Salı Günü ise çok eski ve değerli arkadaşım olan Erdem'in milongasında aldım soluğu..Oldies Pub'ın hayranıyım zaten. İçinde ağaç  bile var!
Herkese içinde ağaç olan mekan diyorum burası için. Dekorasyonuysa ayrı güzel. Ambiyans müthiş yani, kaçmaz bir Salı ritüeline bağlar insanı adeta...
Djimiz Doğaç'ı  ise Tangolic milngasında ilk kez dinlemiş ve seçkilerini çok beğenmiştim. Tandalarına, cortinalarına bayıldığım için kendisini hemen Oldies'e davet ettim. Erdem sağolsun beni DJ Seçici Kurul Başkanı seçti de, yeni ünvanımı yaşatayım dedim. :)
Sağolsun Doğaç da  kırmadı beni ve muhteşem tandaları ve harika danslarıyla milongamıza renk kattı. Bence tango camiası muhteşem bir DJ le tanıştı; şanslıyız!
Kendisi gibi tatlı arkadaşları da eşlik etti milongaya.

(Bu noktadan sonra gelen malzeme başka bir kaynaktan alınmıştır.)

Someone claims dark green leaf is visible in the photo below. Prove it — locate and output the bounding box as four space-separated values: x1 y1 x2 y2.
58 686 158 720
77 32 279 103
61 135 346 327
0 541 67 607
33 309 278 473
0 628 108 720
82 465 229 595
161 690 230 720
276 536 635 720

 Can ve Doğa'nın, Başak'ın, Sezen'in ve daha nice dostumun milongaya katılması da beni çok mutlu etti. Çok dinamik bir gece oldu, tangosundan, sırtakisine, sohbetinden, şaraplarına...Eve döndüğümde çok keyifli bir milonganın ardından ne hissediyorsam onu hissettim. Tatmin, huzur, neşe, coşku ve mutluluk.
 Müge'nin enerjisine de hayran oldum. Kadında sırtaki var, tango var, kayak da öğretecek bana, daha ne olsun 41 kere maşallah.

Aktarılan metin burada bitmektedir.